Berbeda dari periode sebelumnya, proses menuju Kongres IV kali ini dilakukan melalui dua tahap pra-kongres. Skema ini dirancang agar pembahasan substansi industri film nasional bisa berlangsung lebih matang. Pra-Kongres I sendiri melibatkan berbagai organisasi pemangku kepentingan perfilman Indonesia.
Fokus utama dalam forum tersebut adalah penyempurnaan Anggaran Dasar dan Anggaran Rumah Tangga (AD/ART) sebagai pondasi tata kelola organisasi. Selain itu, pembahasan juga menyoroti percepatan perwujudan Rencana Induk Perfilman Nasional (RIPN) sebagai peta jalan strategis industri film Indonesia ke depan.
Plt. Ketua Umum BPI, Celerina Judisari, menegaskan bahwa penguatan tata kelola organisasi dan kesatuan arah kebijakan menjadi kebutuhan mendesak bagi industri film nasional.
Menurutnya, industri tidak dapat berkembang tanpa arah yang jelas. Ia menilai AD/ART yang kuat akan mempertegas legitimasi organisasi, sementara RIPN berperan sebagai panduan agar kebijakan perfilman tidak berjalan secara parsial.
Celerina juga menekankan pentingnya integrasi data dalam pengambilan kebijakan industri. Tanpa data yang terukur dan terintegrasi, kebijakan berisiko hanya berbasis asumsi. Dengan data yang kuat, strategi pengembangan industri bisa dirancang secara objektif, termasuk dalam menarik dukungan pemerintah maupun investasi swasta.
Pra-Kongres I diselenggarakan melalui kolaborasi antara BPI dan Kementerian Kebudayaan Republik Indonesia, serta mendapat dukungan dari sektor swasta, termasuk Telkomsel. Forum ini juga menghadirkan narasumber dari Bappenas dan Kementerian Ekonomi Kreatif.
Kolaborasi lintas sektor ini dinilai penting dalam membangun ekosistem perfilman yang sehat, kompetitif, dan berkelanjutan.

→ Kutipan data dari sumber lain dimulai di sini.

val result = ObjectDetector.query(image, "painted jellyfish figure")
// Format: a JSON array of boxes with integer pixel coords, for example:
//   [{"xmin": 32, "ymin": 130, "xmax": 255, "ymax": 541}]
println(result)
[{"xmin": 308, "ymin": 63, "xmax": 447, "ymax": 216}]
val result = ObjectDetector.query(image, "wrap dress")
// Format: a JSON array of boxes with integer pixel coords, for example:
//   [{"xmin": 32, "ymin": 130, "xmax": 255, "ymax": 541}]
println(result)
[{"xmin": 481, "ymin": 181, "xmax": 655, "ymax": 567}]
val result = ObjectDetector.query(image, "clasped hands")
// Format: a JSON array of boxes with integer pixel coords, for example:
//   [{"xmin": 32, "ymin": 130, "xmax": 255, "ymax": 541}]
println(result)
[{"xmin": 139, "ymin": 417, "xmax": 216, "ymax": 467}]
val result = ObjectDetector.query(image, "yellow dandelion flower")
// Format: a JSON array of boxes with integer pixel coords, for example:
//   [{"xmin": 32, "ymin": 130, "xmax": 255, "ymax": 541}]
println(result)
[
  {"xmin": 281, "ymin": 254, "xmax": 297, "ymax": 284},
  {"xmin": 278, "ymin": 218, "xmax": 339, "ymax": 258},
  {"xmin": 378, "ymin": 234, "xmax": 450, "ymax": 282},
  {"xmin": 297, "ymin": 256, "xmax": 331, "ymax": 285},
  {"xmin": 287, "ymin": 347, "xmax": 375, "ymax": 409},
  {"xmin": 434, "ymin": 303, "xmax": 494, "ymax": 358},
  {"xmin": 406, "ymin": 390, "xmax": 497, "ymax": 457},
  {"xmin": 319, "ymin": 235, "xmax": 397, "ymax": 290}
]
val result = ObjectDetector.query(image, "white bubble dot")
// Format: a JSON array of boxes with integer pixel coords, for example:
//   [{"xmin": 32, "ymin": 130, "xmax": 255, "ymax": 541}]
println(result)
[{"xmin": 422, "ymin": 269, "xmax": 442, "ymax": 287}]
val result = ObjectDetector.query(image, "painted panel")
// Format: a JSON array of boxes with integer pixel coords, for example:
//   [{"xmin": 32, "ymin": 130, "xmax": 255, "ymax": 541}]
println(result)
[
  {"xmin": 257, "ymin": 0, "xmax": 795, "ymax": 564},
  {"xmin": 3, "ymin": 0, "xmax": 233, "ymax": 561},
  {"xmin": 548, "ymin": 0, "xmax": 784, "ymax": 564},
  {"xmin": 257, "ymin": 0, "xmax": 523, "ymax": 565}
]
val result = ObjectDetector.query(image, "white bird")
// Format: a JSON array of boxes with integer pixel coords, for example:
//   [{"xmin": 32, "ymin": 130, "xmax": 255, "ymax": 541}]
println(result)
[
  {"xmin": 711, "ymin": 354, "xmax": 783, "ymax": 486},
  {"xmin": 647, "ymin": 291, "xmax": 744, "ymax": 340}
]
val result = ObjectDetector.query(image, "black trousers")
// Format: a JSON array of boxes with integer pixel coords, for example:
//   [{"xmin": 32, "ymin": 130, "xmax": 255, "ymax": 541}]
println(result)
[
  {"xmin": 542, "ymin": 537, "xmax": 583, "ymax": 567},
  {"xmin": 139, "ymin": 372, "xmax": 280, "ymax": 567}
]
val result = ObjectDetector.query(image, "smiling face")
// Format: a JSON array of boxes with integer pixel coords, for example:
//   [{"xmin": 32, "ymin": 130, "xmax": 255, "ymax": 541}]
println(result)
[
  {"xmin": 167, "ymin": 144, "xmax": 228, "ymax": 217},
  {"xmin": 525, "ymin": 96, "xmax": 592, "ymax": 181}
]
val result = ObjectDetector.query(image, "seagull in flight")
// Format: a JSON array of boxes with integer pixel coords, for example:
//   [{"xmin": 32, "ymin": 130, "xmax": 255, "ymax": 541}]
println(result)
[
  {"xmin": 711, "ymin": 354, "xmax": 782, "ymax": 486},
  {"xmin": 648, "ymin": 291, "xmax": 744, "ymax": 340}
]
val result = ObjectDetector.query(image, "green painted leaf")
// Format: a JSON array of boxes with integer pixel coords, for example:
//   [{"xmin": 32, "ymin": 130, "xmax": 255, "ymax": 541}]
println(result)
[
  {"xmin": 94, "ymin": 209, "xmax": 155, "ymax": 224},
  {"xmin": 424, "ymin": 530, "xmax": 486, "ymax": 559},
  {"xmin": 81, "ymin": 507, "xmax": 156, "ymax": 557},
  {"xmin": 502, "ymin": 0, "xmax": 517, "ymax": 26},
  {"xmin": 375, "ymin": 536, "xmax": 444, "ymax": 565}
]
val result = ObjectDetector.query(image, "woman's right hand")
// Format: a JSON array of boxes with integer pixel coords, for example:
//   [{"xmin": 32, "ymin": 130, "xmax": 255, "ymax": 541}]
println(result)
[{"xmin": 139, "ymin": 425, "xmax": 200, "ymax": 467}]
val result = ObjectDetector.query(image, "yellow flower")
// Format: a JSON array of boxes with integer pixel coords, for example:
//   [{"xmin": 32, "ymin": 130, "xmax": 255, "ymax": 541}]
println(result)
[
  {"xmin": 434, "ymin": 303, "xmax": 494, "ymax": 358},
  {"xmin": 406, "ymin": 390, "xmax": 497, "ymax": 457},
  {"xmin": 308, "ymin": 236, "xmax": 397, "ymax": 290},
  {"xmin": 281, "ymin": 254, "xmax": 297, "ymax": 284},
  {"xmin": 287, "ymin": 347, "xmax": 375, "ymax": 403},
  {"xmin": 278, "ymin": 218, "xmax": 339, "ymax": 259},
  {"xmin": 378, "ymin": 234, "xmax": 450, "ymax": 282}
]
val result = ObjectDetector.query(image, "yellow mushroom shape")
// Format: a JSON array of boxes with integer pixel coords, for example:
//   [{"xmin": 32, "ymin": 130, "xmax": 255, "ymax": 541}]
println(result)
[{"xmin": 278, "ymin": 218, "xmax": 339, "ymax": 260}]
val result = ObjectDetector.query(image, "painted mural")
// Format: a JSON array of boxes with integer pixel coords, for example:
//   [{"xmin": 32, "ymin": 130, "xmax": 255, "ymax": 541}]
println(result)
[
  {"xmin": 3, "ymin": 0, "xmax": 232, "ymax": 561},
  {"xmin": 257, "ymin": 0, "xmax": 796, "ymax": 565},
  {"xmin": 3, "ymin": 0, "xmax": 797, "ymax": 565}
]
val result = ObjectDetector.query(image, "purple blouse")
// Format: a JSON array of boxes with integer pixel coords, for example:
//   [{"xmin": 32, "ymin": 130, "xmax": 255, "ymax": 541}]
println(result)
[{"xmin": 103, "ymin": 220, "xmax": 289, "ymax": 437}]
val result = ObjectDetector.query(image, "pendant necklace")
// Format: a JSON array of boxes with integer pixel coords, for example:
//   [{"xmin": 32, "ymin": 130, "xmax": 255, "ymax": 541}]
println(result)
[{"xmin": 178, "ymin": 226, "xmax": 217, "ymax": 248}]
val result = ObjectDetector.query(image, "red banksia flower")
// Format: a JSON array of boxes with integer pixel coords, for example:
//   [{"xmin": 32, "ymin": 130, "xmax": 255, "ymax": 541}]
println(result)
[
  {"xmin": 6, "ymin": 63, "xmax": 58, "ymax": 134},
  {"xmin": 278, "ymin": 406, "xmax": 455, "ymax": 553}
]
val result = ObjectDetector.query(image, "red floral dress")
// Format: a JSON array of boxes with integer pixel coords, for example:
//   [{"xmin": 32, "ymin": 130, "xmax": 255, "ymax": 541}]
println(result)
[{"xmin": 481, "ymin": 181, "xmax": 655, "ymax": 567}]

Direktur Film, Musik, dan Seni pada Direktorat Jenderal Pengembangan, Pemanfaatan, dan Pembinaan Kebudayaan Kementerian Kebudayaan RI, Syaifullah Agam, menegaskan bahwa penyusunan RIPN akan melibatkan BPI sebagai lembaga mandiri yang dibentuk berdasarkan Undang-Undang Perfilman No. 33 Tahun 2009.
Menurutnya, langkah ini menjadi strategi penting untuk menyinergikan arah kebijakan dan pengembangan perfilman Indonesia agar semakin inklusif, berdaya saing, dan berkelanjutan.
Pemerintah melihat adanya komitmen kuat dari para pemangku kepentingan untuk membangun industri film nasional melalui kebijakan terintegrasi. Upaya tersebut mencakup perbaikan tata kelola, penegakan hukum, penataan ekosistem digital, hingga perlindungan serta peningkatan kompetensi insan perfilman nasional.
BPI menilai film bukan hanya karya seni, tetapi juga instrumen kebudayaan, diplomasi, dan penggerak ekonomi. Dengan tata kelola yang kuat dan arah kebijakan terintegrasi, industri perfilman Indonesia diharapkan mampu meningkatkan daya saing global sekaligus memberi kontribusi nyata terhadap pertumbuhan ekonomi kreatif nasional.
Sebagai informasi, BPI merupakan lembaga mandiri yang dibentuk berdasarkan Undang-Undang No. 33 Tahun 2009 tentang Perfilman. Saat ini, BPI menaungi 75 pemangku kepentingan dari empat unsur ekosistem perfilman, yaitu usaha, komunitas atau kegiatan, profesi, dan pendidikan.